Using AI to Help with Work: My Personal Take

Artificial Intelligence is everywhere these days. From coding assistants to writing helpers, more and more professionals are leaning on AI to make their work easier. I’ve been experimenting with it myself, and I want to share my personal opinion about how we, as professionals, should approach using AI.

AI Is Okay, But With Conditions

I believe using AI is fine, but only under certain conditions. For developers like me, the biggest rule is: don’t put your company’s closed-source code into a public AI tool. Company code is intellectual property, and unless your company hosts its own private AI, you shouldn’t risk exposing it. The same goes for business strategies, client data, or anything confidential.

That doesn’t mean AI is off-limits at work. It just means we need to be careful. For closed projects, AI can still be useful for discussions, brainstorming new features, or exploring generic solutions—just don’t feed it sensitive details.

It’s Not About Trusting AI Outputs

For me, the issue isn’t about whether AI makes mistakes. The real concern is data handling. Every interaction with AI is data, and depending on the provider, there’s a risk that your inputs could be used to improve the model. That means your carefully written or improved code might show up later for someone else.

So, I always think about what data I’m giving away before pasting it into an AI.

Know What You’re Doing

This part is really important: AI is a tool, not a replacement for judgment.

Some people—often juniors, but not always—take AI’s answer as-is and copy it directly. That’s dangerous. Bugs, security flaws, and misunderstandings can slip right in.

It’s not really about being a senior or junior developer, though. It’s about understanding what you’re doing. Even a junior who takes time to read, adjust, and test AI output is being responsible. On the other hand, a senior blindly copy-pasting is not.

So the key is: always validate, always think.

AI as an Accelerator, Mentor, and Mirror

Here’s how I see AI in my workflow:

  • Accelerator → AI helps me skip boilerplate, explore patterns, or speed up repetitive tasks.

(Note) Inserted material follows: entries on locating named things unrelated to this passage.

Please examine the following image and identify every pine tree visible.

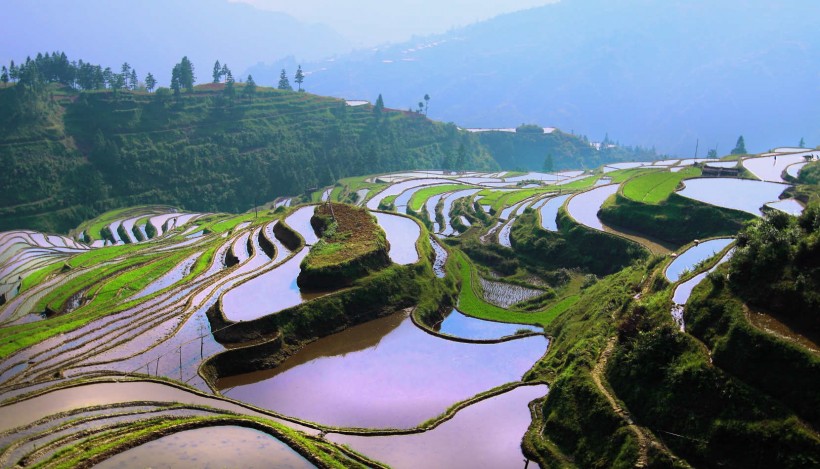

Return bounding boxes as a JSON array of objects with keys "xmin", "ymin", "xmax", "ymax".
[
  {"xmin": 225, "ymin": 70, "xmax": 236, "ymax": 101},
  {"xmin": 171, "ymin": 64, "xmax": 182, "ymax": 96},
  {"xmin": 9, "ymin": 60, "xmax": 20, "ymax": 83},
  {"xmin": 544, "ymin": 153, "xmax": 555, "ymax": 173},
  {"xmin": 212, "ymin": 60, "xmax": 222, "ymax": 83},
  {"xmin": 242, "ymin": 75, "xmax": 256, "ymax": 101},
  {"xmin": 732, "ymin": 135, "xmax": 747, "ymax": 155},
  {"xmin": 373, "ymin": 93, "xmax": 384, "ymax": 114},
  {"xmin": 145, "ymin": 72, "xmax": 157, "ymax": 93},
  {"xmin": 179, "ymin": 56, "xmax": 196, "ymax": 93},
  {"xmin": 279, "ymin": 68, "xmax": 293, "ymax": 91},
  {"xmin": 293, "ymin": 65, "xmax": 305, "ymax": 91},
  {"xmin": 120, "ymin": 62, "xmax": 131, "ymax": 88}
]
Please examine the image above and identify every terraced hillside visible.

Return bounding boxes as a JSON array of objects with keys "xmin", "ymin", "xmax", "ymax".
[
  {"xmin": 0, "ymin": 85, "xmax": 496, "ymax": 231},
  {"xmin": 0, "ymin": 149, "xmax": 820, "ymax": 467}
]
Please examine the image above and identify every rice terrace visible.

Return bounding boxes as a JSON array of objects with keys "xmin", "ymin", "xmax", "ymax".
[
  {"xmin": 0, "ymin": 135, "xmax": 818, "ymax": 467},
  {"xmin": 0, "ymin": 0, "xmax": 820, "ymax": 469}
]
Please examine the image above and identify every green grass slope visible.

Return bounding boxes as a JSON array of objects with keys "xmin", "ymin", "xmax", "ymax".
[{"xmin": 0, "ymin": 86, "xmax": 497, "ymax": 231}]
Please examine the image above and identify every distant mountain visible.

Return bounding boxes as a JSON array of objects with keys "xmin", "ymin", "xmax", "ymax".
[
  {"xmin": 0, "ymin": 0, "xmax": 349, "ymax": 86},
  {"xmin": 250, "ymin": 0, "xmax": 820, "ymax": 156},
  {"xmin": 0, "ymin": 84, "xmax": 498, "ymax": 232}
]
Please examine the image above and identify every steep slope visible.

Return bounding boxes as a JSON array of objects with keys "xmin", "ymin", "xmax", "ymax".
[
  {"xmin": 252, "ymin": 0, "xmax": 820, "ymax": 156},
  {"xmin": 0, "ymin": 85, "xmax": 497, "ymax": 231}
]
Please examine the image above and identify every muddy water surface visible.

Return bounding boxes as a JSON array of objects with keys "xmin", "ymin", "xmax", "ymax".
[
  {"xmin": 95, "ymin": 425, "xmax": 315, "ymax": 469},
  {"xmin": 666, "ymin": 238, "xmax": 734, "ymax": 282},
  {"xmin": 436, "ymin": 309, "xmax": 538, "ymax": 340},
  {"xmin": 567, "ymin": 184, "xmax": 618, "ymax": 231},
  {"xmin": 541, "ymin": 194, "xmax": 570, "ymax": 231},
  {"xmin": 285, "ymin": 205, "xmax": 319, "ymax": 244},
  {"xmin": 222, "ymin": 248, "xmax": 327, "ymax": 321},
  {"xmin": 678, "ymin": 178, "xmax": 789, "ymax": 216},
  {"xmin": 373, "ymin": 212, "xmax": 421, "ymax": 265},
  {"xmin": 327, "ymin": 385, "xmax": 547, "ymax": 469},
  {"xmin": 218, "ymin": 314, "xmax": 547, "ymax": 430}
]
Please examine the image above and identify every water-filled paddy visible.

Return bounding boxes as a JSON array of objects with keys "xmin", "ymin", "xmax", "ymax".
[
  {"xmin": 540, "ymin": 194, "xmax": 570, "ymax": 231},
  {"xmin": 743, "ymin": 154, "xmax": 805, "ymax": 182},
  {"xmin": 436, "ymin": 309, "xmax": 539, "ymax": 340},
  {"xmin": 786, "ymin": 163, "xmax": 808, "ymax": 179},
  {"xmin": 766, "ymin": 199, "xmax": 805, "ymax": 216},
  {"xmin": 285, "ymin": 205, "xmax": 319, "ymax": 244},
  {"xmin": 218, "ymin": 314, "xmax": 547, "ymax": 430},
  {"xmin": 95, "ymin": 425, "xmax": 314, "ymax": 469},
  {"xmin": 373, "ymin": 212, "xmax": 421, "ymax": 265},
  {"xmin": 327, "ymin": 385, "xmax": 548, "ymax": 469},
  {"xmin": 222, "ymin": 249, "xmax": 326, "ymax": 321},
  {"xmin": 678, "ymin": 178, "xmax": 789, "ymax": 216},
  {"xmin": 568, "ymin": 184, "xmax": 618, "ymax": 231},
  {"xmin": 666, "ymin": 238, "xmax": 733, "ymax": 282}
]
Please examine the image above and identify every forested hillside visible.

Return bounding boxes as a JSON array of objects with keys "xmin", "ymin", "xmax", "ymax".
[
  {"xmin": 0, "ymin": 80, "xmax": 497, "ymax": 231},
  {"xmin": 478, "ymin": 125, "xmax": 658, "ymax": 171}
]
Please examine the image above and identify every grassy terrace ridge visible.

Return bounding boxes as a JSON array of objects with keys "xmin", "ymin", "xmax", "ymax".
[
  {"xmin": 621, "ymin": 167, "xmax": 702, "ymax": 204},
  {"xmin": 297, "ymin": 203, "xmax": 390, "ymax": 288},
  {"xmin": 304, "ymin": 203, "xmax": 387, "ymax": 268},
  {"xmin": 72, "ymin": 205, "xmax": 174, "ymax": 240},
  {"xmin": 407, "ymin": 184, "xmax": 474, "ymax": 212},
  {"xmin": 0, "ymin": 85, "xmax": 498, "ymax": 235},
  {"xmin": 455, "ymin": 252, "xmax": 579, "ymax": 327}
]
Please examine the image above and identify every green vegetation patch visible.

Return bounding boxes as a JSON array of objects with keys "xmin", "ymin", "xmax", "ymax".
[
  {"xmin": 622, "ymin": 167, "xmax": 701, "ymax": 204},
  {"xmin": 297, "ymin": 203, "xmax": 390, "ymax": 288},
  {"xmin": 598, "ymin": 193, "xmax": 755, "ymax": 246},
  {"xmin": 456, "ymin": 252, "xmax": 579, "ymax": 327},
  {"xmin": 604, "ymin": 168, "xmax": 662, "ymax": 183},
  {"xmin": 408, "ymin": 184, "xmax": 472, "ymax": 212}
]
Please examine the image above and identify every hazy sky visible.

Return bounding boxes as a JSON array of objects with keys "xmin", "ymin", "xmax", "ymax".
[{"xmin": 229, "ymin": 0, "xmax": 558, "ymax": 46}]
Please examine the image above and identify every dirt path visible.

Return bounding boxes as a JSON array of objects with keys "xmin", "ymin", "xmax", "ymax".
[{"xmin": 592, "ymin": 337, "xmax": 651, "ymax": 467}]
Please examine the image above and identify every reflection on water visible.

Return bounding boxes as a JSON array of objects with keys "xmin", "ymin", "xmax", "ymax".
[
  {"xmin": 666, "ymin": 238, "xmax": 734, "ymax": 282},
  {"xmin": 436, "ymin": 309, "xmax": 539, "ymax": 340},
  {"xmin": 373, "ymin": 212, "xmax": 421, "ymax": 265},
  {"xmin": 95, "ymin": 425, "xmax": 314, "ymax": 469},
  {"xmin": 217, "ymin": 315, "xmax": 547, "ymax": 428},
  {"xmin": 567, "ymin": 184, "xmax": 618, "ymax": 231},
  {"xmin": 541, "ymin": 194, "xmax": 570, "ymax": 231},
  {"xmin": 285, "ymin": 205, "xmax": 319, "ymax": 244},
  {"xmin": 222, "ymin": 248, "xmax": 327, "ymax": 321},
  {"xmin": 327, "ymin": 385, "xmax": 548, "ymax": 469},
  {"xmin": 678, "ymin": 178, "xmax": 789, "ymax": 216}
]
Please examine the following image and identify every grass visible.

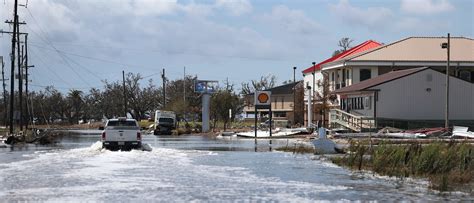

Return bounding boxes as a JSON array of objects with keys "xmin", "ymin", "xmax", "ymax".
[{"xmin": 332, "ymin": 141, "xmax": 474, "ymax": 191}]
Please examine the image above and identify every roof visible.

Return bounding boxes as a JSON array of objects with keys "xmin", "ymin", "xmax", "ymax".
[
  {"xmin": 303, "ymin": 40, "xmax": 382, "ymax": 73},
  {"xmin": 323, "ymin": 37, "xmax": 474, "ymax": 68},
  {"xmin": 248, "ymin": 81, "xmax": 302, "ymax": 95},
  {"xmin": 333, "ymin": 67, "xmax": 429, "ymax": 94}
]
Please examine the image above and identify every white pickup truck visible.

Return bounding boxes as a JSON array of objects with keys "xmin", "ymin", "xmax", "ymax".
[{"xmin": 102, "ymin": 118, "xmax": 142, "ymax": 150}]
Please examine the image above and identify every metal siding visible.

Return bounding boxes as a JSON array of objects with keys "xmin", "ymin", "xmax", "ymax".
[{"xmin": 374, "ymin": 69, "xmax": 474, "ymax": 120}]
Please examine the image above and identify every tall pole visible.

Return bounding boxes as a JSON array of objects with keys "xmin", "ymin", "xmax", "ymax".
[
  {"xmin": 311, "ymin": 62, "xmax": 316, "ymax": 126},
  {"xmin": 25, "ymin": 34, "xmax": 33, "ymax": 129},
  {"xmin": 0, "ymin": 56, "xmax": 8, "ymax": 126},
  {"xmin": 10, "ymin": 0, "xmax": 18, "ymax": 134},
  {"xmin": 16, "ymin": 15, "xmax": 23, "ymax": 131},
  {"xmin": 183, "ymin": 66, "xmax": 186, "ymax": 105},
  {"xmin": 293, "ymin": 66, "xmax": 296, "ymax": 124},
  {"xmin": 444, "ymin": 33, "xmax": 451, "ymax": 128},
  {"xmin": 307, "ymin": 85, "xmax": 313, "ymax": 128},
  {"xmin": 18, "ymin": 43, "xmax": 25, "ymax": 131},
  {"xmin": 161, "ymin": 68, "xmax": 166, "ymax": 109},
  {"xmin": 122, "ymin": 70, "xmax": 128, "ymax": 117}
]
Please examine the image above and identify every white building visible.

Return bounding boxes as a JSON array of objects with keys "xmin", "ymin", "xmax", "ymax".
[
  {"xmin": 322, "ymin": 37, "xmax": 474, "ymax": 93},
  {"xmin": 303, "ymin": 40, "xmax": 382, "ymax": 125},
  {"xmin": 330, "ymin": 67, "xmax": 474, "ymax": 131}
]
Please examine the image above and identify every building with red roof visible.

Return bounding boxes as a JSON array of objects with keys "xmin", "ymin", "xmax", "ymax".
[{"xmin": 303, "ymin": 40, "xmax": 382, "ymax": 126}]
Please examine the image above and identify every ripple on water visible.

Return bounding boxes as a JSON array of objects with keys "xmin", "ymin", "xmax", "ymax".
[{"xmin": 0, "ymin": 142, "xmax": 347, "ymax": 202}]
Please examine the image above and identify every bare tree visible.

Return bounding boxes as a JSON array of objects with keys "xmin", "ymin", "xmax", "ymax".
[
  {"xmin": 332, "ymin": 37, "xmax": 354, "ymax": 56},
  {"xmin": 240, "ymin": 75, "xmax": 276, "ymax": 95},
  {"xmin": 313, "ymin": 74, "xmax": 337, "ymax": 127}
]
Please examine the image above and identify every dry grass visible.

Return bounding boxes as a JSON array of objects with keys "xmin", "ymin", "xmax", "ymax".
[{"xmin": 333, "ymin": 142, "xmax": 474, "ymax": 191}]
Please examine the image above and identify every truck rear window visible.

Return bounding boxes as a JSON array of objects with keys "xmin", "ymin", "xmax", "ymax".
[
  {"xmin": 158, "ymin": 118, "xmax": 174, "ymax": 124},
  {"xmin": 107, "ymin": 120, "xmax": 138, "ymax": 129}
]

  • Mentor → AI teaches me real-world terminology and examples. For instance, I once wanted to learn how to create a Twibbon or photo frame template where you could insert your own picture. I didn’t even know what to call it. AI explained it was an overlay, and gave me a step-by-step example. That’s real, practical learning.

  • Mirror → AI is also a great tool for bouncing ideas. You can see multiple approaches, weigh them, and decide what works best.

Beyond Developers

While I’m writing this from a developer’s point of view, the same rules apply elsewhere:

  • A lawyer shouldn’t paste confidential contracts into AI.

  • A designer shouldn’t upload unreleased client assets.

  • A marketer shouldn’t share campaign strategies.

It’s the same principle: use AI responsibly, know what you’re doing, and protect sensitive information.


Final Thoughts

AI is here to stay, and it really can make us more productive and creative. But like any tool, it requires judgment. For me, the rules are simple:

  1. Don’t share sensitive data.

  2. Use AI responsibly.

  3. Always understand and validate what you’re doing.

If we follow those principles, AI becomes not a threat, but a powerful partner in our work.